Él será un excelente padre algún día. Eugeo prefería mantener sus pensamientos para sí mismos y no exteriorizar aquello para no martirizar a su amigo. Y mientras se abría camino y se dirigía hacia la calle, para por centésima vez pasarse por el hotel donde se hospedaba Alice, no dejaba de pensar que Kazuto merecía otra oportunidad en el arte del amor.

Corría el séptimo día desde que Yui habitaba de modo provisorio en su hogar, y como todas las mañanas ambos estaban en el comedor principal, hablando alegremente. A pesar de su corta edad, la infante era muy inteligente. Manejaba de modo fluido el japones, aunque dejaba entrever que no le resultaba desconocido el inglés, posiblemente se debía a la doble nacionalidad de su madre.

Una madre que al parecer no estaba buscándole, según pensaba el joven. Sino, no entendía como alguien podía dejar librada al azar a una niña tan adorable como Yui. Pero por el aprecio que había llegado a tenerle, se guardaba de darle rienda a sus pensamientos.

Ella estaba sentada sobre la acostumbrada pila de cojines, en tanto sacudía los pies y degustaba la tarta ácida de frutos rojos que Ryoutarou le había llevado esa mañana.

—¿Entonces me enseñarás tu barco pirata? —preguntó con esa sonrisa que a estas alturas contagiaba a cualquiera.

—Si mañana hace buen tiempo, y Eugeo nos presta su carruaje, te prometo que iremos —Kazuto le respondió ojeando el periódico, buscando alguna noticia relevante u algo que tuviera que ver con aquella adorable huésped.

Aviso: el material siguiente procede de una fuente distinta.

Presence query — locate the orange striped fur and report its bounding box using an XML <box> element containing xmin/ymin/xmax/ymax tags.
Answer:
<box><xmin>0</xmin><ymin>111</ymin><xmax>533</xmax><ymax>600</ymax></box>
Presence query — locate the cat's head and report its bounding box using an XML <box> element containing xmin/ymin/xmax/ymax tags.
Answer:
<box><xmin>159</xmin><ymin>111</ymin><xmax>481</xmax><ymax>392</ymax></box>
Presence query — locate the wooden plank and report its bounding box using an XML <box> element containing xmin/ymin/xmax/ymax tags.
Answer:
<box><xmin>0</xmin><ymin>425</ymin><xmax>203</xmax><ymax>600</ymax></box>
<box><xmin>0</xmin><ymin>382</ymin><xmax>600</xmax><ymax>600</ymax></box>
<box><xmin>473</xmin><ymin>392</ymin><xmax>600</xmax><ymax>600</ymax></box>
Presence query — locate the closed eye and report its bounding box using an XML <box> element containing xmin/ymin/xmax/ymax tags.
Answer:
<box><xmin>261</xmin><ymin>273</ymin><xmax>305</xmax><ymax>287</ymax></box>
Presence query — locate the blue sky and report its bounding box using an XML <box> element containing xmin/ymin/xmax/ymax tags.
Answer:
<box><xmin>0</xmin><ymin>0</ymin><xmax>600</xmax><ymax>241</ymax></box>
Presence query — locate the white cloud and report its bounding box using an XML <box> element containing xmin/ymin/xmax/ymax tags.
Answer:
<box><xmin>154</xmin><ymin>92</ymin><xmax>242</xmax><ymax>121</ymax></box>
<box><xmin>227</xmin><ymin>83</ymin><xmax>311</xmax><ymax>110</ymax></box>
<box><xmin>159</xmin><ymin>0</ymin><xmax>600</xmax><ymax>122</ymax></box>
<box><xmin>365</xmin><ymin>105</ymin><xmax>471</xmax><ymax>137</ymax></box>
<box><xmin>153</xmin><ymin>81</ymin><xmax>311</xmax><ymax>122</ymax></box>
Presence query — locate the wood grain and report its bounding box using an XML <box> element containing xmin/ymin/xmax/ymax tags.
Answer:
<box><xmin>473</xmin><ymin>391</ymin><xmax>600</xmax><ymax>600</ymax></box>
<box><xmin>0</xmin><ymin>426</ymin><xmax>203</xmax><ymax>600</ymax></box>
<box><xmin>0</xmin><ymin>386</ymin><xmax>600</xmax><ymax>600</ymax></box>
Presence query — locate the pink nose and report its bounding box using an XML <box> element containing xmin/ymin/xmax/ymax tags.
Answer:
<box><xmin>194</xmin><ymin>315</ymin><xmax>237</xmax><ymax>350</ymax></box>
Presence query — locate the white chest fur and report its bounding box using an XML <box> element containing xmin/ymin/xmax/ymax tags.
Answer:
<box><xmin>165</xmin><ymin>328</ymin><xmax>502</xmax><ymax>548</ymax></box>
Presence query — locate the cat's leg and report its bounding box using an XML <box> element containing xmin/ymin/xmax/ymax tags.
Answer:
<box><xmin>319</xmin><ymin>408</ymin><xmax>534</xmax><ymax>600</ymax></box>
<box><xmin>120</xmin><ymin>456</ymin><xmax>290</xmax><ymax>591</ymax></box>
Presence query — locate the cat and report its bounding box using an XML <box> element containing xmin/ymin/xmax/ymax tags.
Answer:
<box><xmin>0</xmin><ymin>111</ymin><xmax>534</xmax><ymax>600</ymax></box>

Pero no había nada, salvo el inusual número de robos que se daba a las embarcaciones en las cercanías del puerto. Sin embargo, eso era bastante común y no le resultaba un detalle que resaltara en demasía.

En esa ciudad existían muchos piratas encubiertos, eso no debería de sorprenderle. La mayoría de ellos, llevaba una doble vida cuando decidían desembarcar en algún puerto, ocultaban su identidad y se hacían pasar por personajes de la aristocracia, mezclándose entre el pueblo todo el tiempo que consideraran necesario. Y la treta era tan perfecta, que muchos pasaban desapercibidos dentro de las ciudades, respetando un tiempo considerable antes de volver a las andadas.

Eso era lo que hacía Kazuto y su tripulación; corrían fechorías en el mar y luego se tomaban unas largas vacaciones para reposar, adquirían un sitio confortable y se perdían entre la gente. Por supuesto, todo era más fácil porque contaba con el apoyo de Eugeo, quien en verdad era un comerciante marino. El Yggdrasil muchas veces fungió como medio de transporte para custodiar las mercancías de un lugar al otro.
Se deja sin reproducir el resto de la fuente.